These traces are published by Tencent Cloud to help researchers understand workloads in the cloud block storage systems, which includes subscription information and I/O traces for approximately 16,000 cloud virtual disks (CVD).
These traces were collected from a production cluster of Tencent Cloud’s block storage service. Specifically, 16,000 CVDs ware sampled from 10 warehouses in the Shanghai data center.
This repository contains all the compressed trace files in Cloud_Disk_dataset.zip.
Notes : The total size of data is about 1.3 GB compressed and 7.3 GB uncompressed.
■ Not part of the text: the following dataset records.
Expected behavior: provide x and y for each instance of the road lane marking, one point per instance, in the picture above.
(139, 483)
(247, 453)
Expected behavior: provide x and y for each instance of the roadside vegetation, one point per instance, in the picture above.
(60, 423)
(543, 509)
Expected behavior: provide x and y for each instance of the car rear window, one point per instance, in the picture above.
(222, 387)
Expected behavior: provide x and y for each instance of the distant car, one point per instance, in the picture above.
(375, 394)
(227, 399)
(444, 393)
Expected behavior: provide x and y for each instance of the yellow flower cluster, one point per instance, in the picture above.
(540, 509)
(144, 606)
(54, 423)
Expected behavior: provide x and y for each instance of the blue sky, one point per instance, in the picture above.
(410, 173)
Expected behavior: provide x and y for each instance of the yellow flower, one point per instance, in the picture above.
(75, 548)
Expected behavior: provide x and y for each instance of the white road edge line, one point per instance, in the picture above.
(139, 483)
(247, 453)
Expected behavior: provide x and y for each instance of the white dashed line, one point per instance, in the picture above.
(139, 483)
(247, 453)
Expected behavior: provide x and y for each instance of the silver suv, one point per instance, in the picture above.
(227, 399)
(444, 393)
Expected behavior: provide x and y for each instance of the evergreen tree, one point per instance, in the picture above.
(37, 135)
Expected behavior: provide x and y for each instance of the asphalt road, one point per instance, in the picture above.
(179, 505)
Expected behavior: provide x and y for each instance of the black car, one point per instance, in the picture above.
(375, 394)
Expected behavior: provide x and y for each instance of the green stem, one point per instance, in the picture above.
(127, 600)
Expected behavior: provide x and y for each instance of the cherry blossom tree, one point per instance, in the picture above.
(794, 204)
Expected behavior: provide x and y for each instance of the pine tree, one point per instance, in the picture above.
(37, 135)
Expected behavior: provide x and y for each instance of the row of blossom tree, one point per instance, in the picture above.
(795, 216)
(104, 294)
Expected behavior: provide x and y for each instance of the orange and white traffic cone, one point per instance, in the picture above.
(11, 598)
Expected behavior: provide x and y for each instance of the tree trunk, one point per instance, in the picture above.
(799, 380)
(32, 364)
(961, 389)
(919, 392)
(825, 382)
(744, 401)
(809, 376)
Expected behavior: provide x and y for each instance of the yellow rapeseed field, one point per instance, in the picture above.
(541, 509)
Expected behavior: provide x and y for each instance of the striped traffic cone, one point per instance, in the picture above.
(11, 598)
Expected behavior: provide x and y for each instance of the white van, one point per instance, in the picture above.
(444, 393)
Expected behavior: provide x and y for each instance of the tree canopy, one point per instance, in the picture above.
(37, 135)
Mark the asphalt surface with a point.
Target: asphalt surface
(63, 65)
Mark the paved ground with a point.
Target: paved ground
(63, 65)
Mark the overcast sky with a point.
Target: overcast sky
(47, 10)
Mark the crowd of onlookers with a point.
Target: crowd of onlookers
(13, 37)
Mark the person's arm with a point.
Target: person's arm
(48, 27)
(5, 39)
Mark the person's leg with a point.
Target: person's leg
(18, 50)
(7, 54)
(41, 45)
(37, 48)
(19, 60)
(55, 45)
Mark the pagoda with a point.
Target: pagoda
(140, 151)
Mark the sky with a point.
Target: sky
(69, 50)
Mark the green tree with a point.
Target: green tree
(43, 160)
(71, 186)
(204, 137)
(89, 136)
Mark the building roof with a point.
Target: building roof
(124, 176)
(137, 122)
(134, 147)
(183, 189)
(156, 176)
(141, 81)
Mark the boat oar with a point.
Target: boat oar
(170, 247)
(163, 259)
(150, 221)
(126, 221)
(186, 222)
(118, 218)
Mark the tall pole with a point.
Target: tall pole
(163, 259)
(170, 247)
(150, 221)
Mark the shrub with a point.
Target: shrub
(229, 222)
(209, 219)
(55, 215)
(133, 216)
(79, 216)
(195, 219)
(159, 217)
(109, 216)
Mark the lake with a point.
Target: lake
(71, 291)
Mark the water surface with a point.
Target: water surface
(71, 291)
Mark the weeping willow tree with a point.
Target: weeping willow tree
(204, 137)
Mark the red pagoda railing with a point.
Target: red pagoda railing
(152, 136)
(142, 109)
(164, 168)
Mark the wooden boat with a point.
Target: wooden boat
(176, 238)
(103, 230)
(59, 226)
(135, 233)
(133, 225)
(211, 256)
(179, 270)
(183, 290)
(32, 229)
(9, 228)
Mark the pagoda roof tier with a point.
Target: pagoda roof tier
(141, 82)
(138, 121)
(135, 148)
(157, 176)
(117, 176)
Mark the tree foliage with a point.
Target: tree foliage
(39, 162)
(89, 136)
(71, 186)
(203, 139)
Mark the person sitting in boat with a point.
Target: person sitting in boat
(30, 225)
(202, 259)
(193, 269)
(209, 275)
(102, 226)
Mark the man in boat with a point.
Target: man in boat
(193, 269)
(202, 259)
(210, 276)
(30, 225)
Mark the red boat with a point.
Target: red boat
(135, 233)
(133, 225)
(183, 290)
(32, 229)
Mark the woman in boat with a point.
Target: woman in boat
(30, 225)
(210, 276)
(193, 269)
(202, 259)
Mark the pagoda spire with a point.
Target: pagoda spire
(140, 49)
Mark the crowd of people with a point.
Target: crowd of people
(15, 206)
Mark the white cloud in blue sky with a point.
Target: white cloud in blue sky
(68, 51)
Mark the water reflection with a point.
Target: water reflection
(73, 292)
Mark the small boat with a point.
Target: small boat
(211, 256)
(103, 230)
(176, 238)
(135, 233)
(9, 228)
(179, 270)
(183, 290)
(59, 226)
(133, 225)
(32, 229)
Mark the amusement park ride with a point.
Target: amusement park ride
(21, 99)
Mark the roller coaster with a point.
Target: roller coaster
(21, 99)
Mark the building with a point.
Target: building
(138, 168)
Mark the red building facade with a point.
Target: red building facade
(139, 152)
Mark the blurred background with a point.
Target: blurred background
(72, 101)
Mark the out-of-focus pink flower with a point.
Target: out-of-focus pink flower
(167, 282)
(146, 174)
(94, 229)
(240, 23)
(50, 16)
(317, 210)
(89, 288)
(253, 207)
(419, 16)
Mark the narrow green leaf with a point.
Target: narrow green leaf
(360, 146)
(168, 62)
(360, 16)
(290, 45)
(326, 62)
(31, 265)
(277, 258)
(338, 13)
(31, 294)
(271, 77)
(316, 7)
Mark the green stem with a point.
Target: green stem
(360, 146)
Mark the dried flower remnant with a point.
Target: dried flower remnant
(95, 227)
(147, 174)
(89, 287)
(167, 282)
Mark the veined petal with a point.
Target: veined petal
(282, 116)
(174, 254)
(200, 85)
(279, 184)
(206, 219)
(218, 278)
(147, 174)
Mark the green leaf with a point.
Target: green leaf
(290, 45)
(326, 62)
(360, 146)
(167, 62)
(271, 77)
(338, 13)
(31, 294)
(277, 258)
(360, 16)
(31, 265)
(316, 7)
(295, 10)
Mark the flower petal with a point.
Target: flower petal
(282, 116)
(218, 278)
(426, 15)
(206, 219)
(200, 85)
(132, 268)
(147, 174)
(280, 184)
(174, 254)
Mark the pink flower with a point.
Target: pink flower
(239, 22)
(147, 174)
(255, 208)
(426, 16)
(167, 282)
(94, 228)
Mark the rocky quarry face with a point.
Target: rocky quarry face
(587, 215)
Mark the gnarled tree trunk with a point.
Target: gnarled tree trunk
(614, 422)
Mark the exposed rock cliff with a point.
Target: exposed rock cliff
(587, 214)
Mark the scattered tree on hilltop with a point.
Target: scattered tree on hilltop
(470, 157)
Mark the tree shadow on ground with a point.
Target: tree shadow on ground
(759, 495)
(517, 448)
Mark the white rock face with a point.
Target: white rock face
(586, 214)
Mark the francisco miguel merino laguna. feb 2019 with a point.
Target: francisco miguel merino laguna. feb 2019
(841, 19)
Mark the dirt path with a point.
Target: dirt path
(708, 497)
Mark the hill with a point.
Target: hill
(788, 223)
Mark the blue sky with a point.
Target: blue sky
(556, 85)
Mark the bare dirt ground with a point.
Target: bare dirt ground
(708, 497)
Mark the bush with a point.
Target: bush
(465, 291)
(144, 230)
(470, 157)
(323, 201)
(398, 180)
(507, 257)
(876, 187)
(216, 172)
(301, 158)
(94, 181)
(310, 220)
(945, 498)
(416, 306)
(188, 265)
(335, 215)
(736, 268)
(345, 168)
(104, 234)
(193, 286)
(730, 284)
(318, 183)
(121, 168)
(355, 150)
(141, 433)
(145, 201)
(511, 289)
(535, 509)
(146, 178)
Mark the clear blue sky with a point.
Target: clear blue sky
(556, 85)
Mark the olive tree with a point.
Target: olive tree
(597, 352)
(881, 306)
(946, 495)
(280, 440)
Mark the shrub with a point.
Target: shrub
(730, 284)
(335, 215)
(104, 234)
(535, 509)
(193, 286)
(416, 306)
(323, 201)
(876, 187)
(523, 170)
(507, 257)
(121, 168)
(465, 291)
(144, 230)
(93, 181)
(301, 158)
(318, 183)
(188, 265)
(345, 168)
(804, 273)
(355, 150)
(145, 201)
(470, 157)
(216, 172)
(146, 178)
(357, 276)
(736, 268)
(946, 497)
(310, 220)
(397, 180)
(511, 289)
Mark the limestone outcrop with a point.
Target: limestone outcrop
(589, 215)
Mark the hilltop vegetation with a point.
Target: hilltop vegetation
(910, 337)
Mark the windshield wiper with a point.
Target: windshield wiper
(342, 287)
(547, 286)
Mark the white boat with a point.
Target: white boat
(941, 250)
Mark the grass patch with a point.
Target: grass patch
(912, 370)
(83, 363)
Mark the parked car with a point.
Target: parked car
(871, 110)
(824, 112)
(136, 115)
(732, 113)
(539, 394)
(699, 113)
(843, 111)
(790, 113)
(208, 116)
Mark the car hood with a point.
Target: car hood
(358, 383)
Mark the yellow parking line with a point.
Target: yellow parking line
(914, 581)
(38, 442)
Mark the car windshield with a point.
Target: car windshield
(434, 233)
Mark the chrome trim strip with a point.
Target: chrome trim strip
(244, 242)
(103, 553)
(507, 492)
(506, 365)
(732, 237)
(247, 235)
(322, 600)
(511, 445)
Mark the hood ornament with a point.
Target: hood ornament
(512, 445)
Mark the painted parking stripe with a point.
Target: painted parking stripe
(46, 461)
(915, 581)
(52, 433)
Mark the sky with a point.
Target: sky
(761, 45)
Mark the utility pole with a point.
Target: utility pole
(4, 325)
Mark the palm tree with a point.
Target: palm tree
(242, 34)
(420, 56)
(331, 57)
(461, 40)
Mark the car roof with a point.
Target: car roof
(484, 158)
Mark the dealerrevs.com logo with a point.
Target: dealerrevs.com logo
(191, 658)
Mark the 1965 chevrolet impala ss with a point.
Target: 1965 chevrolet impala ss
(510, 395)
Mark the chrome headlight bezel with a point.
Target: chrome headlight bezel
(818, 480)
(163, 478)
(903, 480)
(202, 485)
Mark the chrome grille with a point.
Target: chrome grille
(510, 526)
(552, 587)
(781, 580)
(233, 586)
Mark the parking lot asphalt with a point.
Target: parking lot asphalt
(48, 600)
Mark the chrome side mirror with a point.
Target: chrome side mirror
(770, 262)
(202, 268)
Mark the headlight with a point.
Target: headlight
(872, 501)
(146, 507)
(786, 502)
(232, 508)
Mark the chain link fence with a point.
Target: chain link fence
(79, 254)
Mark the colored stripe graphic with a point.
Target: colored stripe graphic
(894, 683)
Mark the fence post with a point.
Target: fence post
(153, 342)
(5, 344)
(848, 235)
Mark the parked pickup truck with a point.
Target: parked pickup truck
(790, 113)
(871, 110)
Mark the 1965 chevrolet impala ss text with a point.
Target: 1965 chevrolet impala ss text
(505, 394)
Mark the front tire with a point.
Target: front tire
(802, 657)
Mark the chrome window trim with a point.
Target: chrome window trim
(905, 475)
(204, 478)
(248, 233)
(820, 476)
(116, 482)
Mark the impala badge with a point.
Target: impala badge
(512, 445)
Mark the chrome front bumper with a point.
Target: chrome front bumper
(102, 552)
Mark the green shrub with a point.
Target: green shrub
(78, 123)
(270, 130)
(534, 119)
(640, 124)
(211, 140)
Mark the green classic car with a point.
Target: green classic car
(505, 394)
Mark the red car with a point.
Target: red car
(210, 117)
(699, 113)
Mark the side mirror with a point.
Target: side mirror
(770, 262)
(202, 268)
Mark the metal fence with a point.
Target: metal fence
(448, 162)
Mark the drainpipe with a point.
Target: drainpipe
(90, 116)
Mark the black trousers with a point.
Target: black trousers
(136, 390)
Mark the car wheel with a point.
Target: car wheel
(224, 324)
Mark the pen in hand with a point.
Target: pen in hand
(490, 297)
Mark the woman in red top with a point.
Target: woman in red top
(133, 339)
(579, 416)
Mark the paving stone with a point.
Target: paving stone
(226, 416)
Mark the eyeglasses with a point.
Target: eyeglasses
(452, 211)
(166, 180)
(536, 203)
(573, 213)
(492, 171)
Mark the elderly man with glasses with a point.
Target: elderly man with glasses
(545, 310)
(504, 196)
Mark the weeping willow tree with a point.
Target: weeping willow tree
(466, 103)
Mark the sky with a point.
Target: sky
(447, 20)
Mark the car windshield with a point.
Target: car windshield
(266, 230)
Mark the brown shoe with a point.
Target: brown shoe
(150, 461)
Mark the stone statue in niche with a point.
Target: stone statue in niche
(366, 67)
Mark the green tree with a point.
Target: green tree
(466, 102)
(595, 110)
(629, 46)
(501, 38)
The directory structure of the dataset is as follows:
/dataset
├── README.md
├── disk_subscription_info
└── disk_load_data
├── 0a0a7b84-2279-405e-9cbc-b395c725e01a
├── 0a0c1dea-723a-4484-a89c-53c02fc4b107
└── ...
disk_subscript_info
Each row of disk_subscript_info describes the subscription features of a CVD:
Feature | Example | Description |
---|---|---|
disk_uid | 0a0a7b84-2279-405e-9cbc-b395c725e01a | A unique identifier for the CVD. |
disk_attr | 0 | Product attributes corresponding to different service levels. The dataset includes two categories (0 and 1). |
disk_type | 1 | Indicates whether the CVD is a data disk (0) or a system disk (1). |
user_type | 0 | Indicates whether a user is an occasional (0) or regular (1) purchaser of cloud services. |
vm_cpu | 4 | Number of CPU cores in the virtual machine attached to the CVD. |
vm_memory | 32 | Memory size of the virtual machine attached to the CVD (GB). |
disk_capacity | 50 | Subscribed capacity of the CVD (GB). |
disk_load_data
Each file in disk_load_data records the load of a CVD over a period of up to two months. The file name corresponds to the disk_uid. Each row in the file provides load information collected at 300-second intervals:
Column | Example | Description |
---|---|---|
timestamp | 1593748800 | The collected timestamp, in microseconds. |
read_IOPS | 11 | Read IOPS of the CVD at the time. |
read_bandwidth | 50 | Read throughput of the CVD at the time (KB/s). |
write_IOPS | 7 | Write IOPS of the CVD at the time. |
write_bandwidth | 12 | Write throughput of the CVD at the time (KB/s). |
disk_usage | 3360 | Disk usage of the CVD at the time (MB). |
We thank Difan Tan and Jiawei Li of Huazhong University of Science and Technology for their analysis and anonymization of the data.
The trace is a subset of the workload described in "TELA: A Temporal Load-Aware Cloud Virtual Disk Placement Scheme" in ASPLOS’25. When using this trace in your research, please make sure to cite the paper appropriately.
The trace data and document are licensed under CC-4.0.